Depuis quelques temps, l’envie était forte à Esquive de se lancer dans une série d’articles sur la culture à Genève. C’est un dossier délicat car il est difficile de critiquer la culture (et la politique ou le fric qui l’entourent) à Genève sans rapidement passer pour un barbare obtus ou un vieux réactionnaire. Mais une discussion fortuite avec une habitante de la rue Lissignol nous a donnée quelques armes pour se lancer dans un panorama critique de la culture locale, avec deux horloges comme point de départ.

Genève |

“La Ville rénove”, tel est le leitmotiv à Genève depuis quelques années. Tous les travaux menés par la ville se doublent d’une vaste campagne d’autopromotion, sur les murs et dans les pages de son magazine “Vivre à Genève”. L’art contemporain joue un rôle non négligeable dans cet effort de communication. Et redorer l’image de la ville par l’art se fait parfois au détriment de ceux-là mêmes au nom de qui la Ville entreprend ces rénovations : les habitant.e.s. Le projet d’installation d’une œuvre d’art sur les toits des immeubles 8 et 10 de la rue Lissignol est un exemple de ce paradoxe. Retour sur l’histoire de deux horloges qui dérangent.

La Rue Lissignol, c’est un petit coin sympa à deux pas de Manor en plein centre-ville, avec une histoire très liée à deux immeubles qui s’y trouvent. Le Spiderman de la façade et les volets peints du numéro 1-3 (un immeuble d’ ex-squatteur.euses) - font le bonheur des photographes amateurs et la place de parking devenue jardin du numéro 8 est le symbole d’un quartier qui ne se laisse pas faire. La rue se situe au cœur de Saint-Gervais, l’ancien faubourg populaire de la ville. Ici, la rénovation tourne à plein. Exemple le plus éclatant de ce processus : la rue des Étuves. En quelques années, cette venelle étroite et sombre aux bars douteux, squats et fêtes déjantées est devenue une lignée de vitrines pour bobos et bars à vin d’after-work pour les employé.e.s de HSBC et du Crédit Suisse. À quelques mètres de là, la rue Lissignol garde encore son âme. Mais depuis peu, la Ville de Genève la colonise aussi à coup de rénovations d’immeubles et d’art contemporain.

Deux immeubles propriété de la Ville - un immeuble d’ex-squatteur.euses sous bail associatif dont les espaces communs sont gérés par l’association de ses habitants et un immeuble de logements sociaux géré par la Gérance Immobilière Municipale (GIM) - se font rénover en 2014-2015. Zoé, habitante d’un des immeubles fraichement rénové raconte l’irruption de l’art institutionnel dans sa rue : “Pendant les travaux, on a eu des bruits par des gens qui travaillent dans l’art qu’on aurait une œuvre sur notre immeuble, ou sur la façade de l’immeuble... et on a assez vite compris que de toute façon on aurait pas notre mot à dire à ce sujet.

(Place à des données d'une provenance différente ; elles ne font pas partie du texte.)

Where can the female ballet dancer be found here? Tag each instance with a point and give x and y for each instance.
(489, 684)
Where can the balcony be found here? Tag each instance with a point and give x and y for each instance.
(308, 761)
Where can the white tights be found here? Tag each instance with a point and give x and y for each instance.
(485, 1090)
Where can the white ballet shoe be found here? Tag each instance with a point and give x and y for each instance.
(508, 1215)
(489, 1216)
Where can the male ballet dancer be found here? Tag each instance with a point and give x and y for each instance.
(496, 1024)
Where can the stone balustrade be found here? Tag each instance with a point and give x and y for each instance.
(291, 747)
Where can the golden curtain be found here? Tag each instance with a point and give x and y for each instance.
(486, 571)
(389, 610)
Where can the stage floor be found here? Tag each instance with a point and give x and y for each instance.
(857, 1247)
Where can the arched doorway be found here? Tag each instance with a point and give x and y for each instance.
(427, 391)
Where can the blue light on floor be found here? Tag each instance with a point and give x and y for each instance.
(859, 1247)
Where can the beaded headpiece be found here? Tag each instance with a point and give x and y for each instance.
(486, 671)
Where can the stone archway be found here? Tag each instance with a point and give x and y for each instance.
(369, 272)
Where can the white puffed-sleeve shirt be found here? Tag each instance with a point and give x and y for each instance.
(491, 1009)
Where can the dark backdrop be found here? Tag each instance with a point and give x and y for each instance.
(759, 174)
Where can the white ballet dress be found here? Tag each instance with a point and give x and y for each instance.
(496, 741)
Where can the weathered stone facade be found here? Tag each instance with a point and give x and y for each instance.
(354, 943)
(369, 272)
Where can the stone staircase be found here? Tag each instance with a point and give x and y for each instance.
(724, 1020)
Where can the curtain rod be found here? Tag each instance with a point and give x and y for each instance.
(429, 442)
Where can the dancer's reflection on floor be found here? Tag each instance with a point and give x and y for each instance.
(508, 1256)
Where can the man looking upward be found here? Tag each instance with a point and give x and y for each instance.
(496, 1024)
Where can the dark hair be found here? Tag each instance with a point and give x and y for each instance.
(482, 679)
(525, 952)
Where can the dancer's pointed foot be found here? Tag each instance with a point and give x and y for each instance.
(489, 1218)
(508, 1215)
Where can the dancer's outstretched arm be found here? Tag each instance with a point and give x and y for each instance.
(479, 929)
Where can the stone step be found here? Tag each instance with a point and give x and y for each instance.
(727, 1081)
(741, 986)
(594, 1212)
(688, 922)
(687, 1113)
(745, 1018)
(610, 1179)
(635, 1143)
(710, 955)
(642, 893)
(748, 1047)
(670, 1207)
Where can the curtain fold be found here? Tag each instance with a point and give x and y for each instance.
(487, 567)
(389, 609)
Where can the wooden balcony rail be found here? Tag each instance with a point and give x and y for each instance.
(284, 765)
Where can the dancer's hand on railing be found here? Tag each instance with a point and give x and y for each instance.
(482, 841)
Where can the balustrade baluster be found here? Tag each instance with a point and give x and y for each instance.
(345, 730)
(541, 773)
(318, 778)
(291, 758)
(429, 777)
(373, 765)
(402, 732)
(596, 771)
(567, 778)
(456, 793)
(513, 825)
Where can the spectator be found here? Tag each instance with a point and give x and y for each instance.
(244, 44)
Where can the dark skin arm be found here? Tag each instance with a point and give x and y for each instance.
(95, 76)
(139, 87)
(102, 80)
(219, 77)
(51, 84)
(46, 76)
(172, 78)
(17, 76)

Donc la question était un peu : ’À quelle sauce on va être mangés ?’.” À l’époque, le cabinet d’architecte de l’immeuble géré par la GIM - Amaldi-Neder - entre en contact avec le Fonds Municipal d’Art Contemporain (FMAC) pour proposer de couronner sa terne rénovation d’une œuvre d’art. Le FMAC y trouve son compte et propose une œuvre d’art fraichement acquise pour trôner sur les deux immeubles : les Inséparables, une double horloge réalisée par Esther Shalev-Gerz.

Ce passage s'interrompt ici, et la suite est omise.